Transforming Plastic: Recycling

Read about the advent of mass-produced plastics and how some are trying to change the game by inventing ways to recycle polymers.

| August 2019

Plastics-landfill
Photo from Adobe Stock/aryfahmed

All polymers begin as sunlight that falls upon the earth. Billions of years ago, some single-celled organisms captured sunlight from green chloroplast cells before dying and settling to the bottom of the ancient ocean. Later, larger multi-celled algae and zooplankton did the same, for hundreds of millions of years. Under the heat and pressure of layers of sediment and shifting continents, their carcasses became a solid substance called kerogen and, eventually, the hydrocarbon chains we’ve come to know as natural gas, petroleum, and coal.

The first modern, widely available plastic was made from nitrocellulose, a plant material, and camphor resin, a coal tar. An American inventor named John Wesley Hyatt won a prize offered by a billiard manufacturer looking for a cheaper alternative to ivory. Hyatt’s “celluloid” won with a bang, because occasionally, according to Hyatt, “the violent contact of the balls would produce a mild explosion like a percussion gun-cap.” Nitrocellulose is explosive.
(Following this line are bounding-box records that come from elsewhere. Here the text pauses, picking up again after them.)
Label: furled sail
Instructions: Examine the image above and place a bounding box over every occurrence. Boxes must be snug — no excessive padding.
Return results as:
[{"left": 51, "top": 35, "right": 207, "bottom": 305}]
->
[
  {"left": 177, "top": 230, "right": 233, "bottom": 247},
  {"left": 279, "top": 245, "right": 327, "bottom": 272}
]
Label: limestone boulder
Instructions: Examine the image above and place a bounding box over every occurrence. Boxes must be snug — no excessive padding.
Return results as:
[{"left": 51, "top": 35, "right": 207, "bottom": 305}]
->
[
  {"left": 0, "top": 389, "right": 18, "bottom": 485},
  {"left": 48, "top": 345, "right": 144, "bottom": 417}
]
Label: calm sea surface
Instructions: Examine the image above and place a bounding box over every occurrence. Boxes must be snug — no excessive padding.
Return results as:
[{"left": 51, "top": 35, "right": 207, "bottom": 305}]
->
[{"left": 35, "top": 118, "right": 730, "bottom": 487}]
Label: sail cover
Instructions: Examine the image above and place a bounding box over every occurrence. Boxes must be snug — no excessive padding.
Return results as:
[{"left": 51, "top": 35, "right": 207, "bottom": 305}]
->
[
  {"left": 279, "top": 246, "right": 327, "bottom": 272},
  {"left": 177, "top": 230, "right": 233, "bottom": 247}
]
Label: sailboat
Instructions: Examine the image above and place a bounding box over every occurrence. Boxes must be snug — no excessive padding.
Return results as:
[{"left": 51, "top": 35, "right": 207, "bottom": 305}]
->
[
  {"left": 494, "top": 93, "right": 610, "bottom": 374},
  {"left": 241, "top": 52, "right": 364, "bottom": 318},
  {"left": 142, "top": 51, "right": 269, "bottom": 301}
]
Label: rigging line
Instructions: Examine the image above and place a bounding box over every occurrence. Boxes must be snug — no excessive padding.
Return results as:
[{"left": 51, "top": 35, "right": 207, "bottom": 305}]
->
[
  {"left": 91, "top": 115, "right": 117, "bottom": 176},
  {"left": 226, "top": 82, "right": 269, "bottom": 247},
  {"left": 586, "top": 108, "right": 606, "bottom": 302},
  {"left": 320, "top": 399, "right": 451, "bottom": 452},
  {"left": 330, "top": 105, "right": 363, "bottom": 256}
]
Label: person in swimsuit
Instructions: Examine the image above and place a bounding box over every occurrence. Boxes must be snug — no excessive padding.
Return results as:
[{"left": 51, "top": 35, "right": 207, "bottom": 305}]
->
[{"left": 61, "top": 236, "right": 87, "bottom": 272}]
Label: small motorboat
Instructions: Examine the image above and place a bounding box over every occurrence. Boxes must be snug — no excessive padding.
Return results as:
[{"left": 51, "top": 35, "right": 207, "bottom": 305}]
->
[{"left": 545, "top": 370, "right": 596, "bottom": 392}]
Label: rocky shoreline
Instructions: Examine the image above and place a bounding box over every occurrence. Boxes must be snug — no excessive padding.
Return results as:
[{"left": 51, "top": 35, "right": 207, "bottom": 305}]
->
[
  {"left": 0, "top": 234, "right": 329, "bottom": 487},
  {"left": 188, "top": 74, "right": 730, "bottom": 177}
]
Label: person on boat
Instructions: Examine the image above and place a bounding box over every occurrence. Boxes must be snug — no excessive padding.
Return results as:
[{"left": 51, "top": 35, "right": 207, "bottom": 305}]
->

The birth of plastics in the early twentieth century made possible the birth of mass-scale injection molding — shooting liquid plastic into a closed mold, letting it harden (which can take only seconds), and then opening the mold to eject the finished product. As Heather Rogers tells us in “A Brief History of Plastic” for the Brooklyn Rail, “In the mid-1930s, at one company the same worker that formerly made 350 plastic hair combs per day could turn out more than 10,000 in equal time using injection molding.”



Some long-chain hydrocarbons can and do get broken down by natural agents, such as sunlight, water, and bacteria, but those kinds of biodegradable molecules have not been the stock and trade of the plastic industry.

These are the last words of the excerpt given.